Alloa tomó el papel y lo comprobó. En efecto, eran ellos, al menos sobre el papel.
    —Ansel Riudken y Francisco García —a su recuerdo vino el relato contado por Paolo de cómo habían orquestado todo el engaño y habían estado tras la sombra mientras el asesino de sacerdotes hacía el trabajo por ellos—. Por lo que sé —comentó—, escaparon de Escocia tras el intento de detención que hizo mi jefe. No se sabe cómo salieron del país ni cuando. Pero al parecer no era de extrañar porque habían engañado a todos y a todo durante muchos años. Creo que sí son ellos. En Roma nos ha pasado algo parecido. No ha habido fuego ni nada parecido de por medio, pero se han cargado a alguien que también estuvo involucrado en la investigación. Estoy seguro que sus identidades son verdaderas. Lo que no entiendo es qué está pasando.
    —¿Piensa que lo que ha ocurrido hoy en París y Roma ha sido obra de un mismo hombre? Eso es imposible.
    —No lo es tanto. ¿A qué hora han ocurrido estos hechos?
    —El testigo nos ha indicado que ha sido a las diez y cuarenta y siete.
    —El hecho de Roma ha sido a las seis y dieciocho. Teniéndolo todo preparado, ha podido coger un vuelo inmediato. Se tardan dos horas exactas en llegar, por lo que le puede haber dado tiempo a perpetrar esta salvajada.
    —No es algo descabellado, no —intervino Moreau—. Pediré una lista completa de pasajeros de todos los vuelos que hayan llegado esta mañana.
    —Es una buena idea, pero si es el mismo que sembró el terror hace dos semanas en Roma, no habrá utilizado su nombre. Tampoco sabemos si ha utilizado un vuelo privado. Esta gentuza maneja mucho dinero, no podemos saber. Igualmente, pídalo, por si acaso.
    —Está bien —volvió a hablar Moreau—. Ahora toca saber por qué ha actuado aquí, por qué delante de Notre Damme. Me encantaría que nos echara una mano en la investigación, dado su conocimiento en el caso.
    —Cuente conmigo, no creo que el inspector Salvano ponga ninguna traba en ello.
    —Perfecto. Quiero que cuente con la ayuda de la subinspectora Tenard.
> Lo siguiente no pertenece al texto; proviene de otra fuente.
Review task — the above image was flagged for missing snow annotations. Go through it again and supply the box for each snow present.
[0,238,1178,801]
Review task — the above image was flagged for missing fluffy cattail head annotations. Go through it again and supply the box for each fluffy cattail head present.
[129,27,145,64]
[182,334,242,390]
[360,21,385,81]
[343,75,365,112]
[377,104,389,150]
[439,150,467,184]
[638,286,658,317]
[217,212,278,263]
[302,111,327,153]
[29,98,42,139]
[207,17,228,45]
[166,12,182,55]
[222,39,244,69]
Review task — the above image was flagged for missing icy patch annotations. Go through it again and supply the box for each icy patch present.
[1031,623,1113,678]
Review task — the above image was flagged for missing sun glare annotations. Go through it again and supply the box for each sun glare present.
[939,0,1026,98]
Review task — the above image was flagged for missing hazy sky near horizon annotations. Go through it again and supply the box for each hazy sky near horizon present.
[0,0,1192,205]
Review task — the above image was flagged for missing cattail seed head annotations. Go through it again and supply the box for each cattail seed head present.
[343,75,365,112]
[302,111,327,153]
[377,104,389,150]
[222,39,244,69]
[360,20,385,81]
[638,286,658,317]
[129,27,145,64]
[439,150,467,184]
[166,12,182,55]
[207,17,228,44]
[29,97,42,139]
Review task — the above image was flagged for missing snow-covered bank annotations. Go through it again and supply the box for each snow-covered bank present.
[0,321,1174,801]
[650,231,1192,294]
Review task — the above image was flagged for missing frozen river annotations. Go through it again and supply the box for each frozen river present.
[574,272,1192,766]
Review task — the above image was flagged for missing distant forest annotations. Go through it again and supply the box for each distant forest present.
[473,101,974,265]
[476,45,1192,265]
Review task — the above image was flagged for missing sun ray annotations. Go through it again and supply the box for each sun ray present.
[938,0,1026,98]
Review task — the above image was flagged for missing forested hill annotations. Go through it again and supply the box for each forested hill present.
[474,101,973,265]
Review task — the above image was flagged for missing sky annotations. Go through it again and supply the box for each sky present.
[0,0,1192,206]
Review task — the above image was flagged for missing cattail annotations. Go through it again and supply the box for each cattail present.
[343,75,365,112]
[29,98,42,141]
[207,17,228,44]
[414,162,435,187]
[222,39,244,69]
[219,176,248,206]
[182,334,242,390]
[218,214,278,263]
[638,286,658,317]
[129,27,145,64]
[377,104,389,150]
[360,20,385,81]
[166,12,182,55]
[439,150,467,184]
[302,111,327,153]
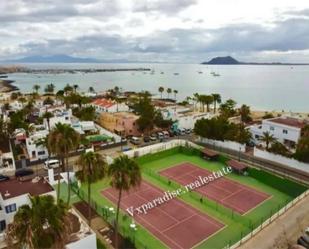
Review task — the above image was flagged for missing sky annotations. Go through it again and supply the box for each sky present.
[0,0,309,63]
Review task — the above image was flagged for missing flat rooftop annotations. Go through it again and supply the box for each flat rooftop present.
[0,179,54,200]
[269,118,306,129]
    Chrystelle lo miró muy sorprendida, ¿había dicho subinspectora?
   —No me mire así. No pretenderá investigar con su rango. He propuesto su ascenso y ha sido aprobado de inmediato. Aun así, quiero que haga el examen como se había propuesto para el puesto de inspectora. No se tome esto como un atajo.
    Chrystelle quiso agradecérselo, pero conocía a su padre y aquello podía ser más bien un error. También podría tomarse como un halago que se hubiera aprobado tan rápido su ascenso, pero sabía que una petición de su padre al comisario se podía interpretar más bien como una orden por su parte. Intentó ser positiva y pensó que si su padre, una de las personas más exigente que había conocido jamás quería que ella ocupara ese puesto, por algo tenía que ser. Se lo había ganado.
    —Tengan toda la comisaría a su entera disposición. He mandado acondicionar un despacho que no se usaba para que trabajen en él. No sé si ya tienen un equipo informático o no, pero no tardarán en tenerlo de no ser así. Inspector, una vez más le doy las gracias por su colaboración, espero que den con algo pronto y pueda regresar a su país en breve. Como supongo que habrá venido un poco a ciegas y no veo maletas por ninguna parte, si quiere, yo me encargo de buscarle una estancia cercana a comisaría. Nosotros correremos con los gastos. También con los del traslado de alguna maleta con ropa si así lo deseara. Pídame lo que necesite en todo momento. Es lo menos que puedo hacer.
    —Muchas gracias, inspector Moreau. Le prometo que algo averiguaremos.
    Los tres se levantaron de sus asientos. La reunión había finalizado.
    Tras estrecharse de nuevo la mano, Chrystelle y Alloa se dispusieron a salir por la puerta.
    —Subisnpectora —dijo Moreau antes de que salieran.
   —¿Sí? —Preguntó nada más girarse.
   —Quítese el uniforme ya. Vista con ropa de calle. Espero no volver a verla jamás con él. De usted depende.

    Chrystelle se giró para que su padre no viera la sonrisa que sus labios dibujaban. No pensaba fallar, pero no por él, sino por ella misma.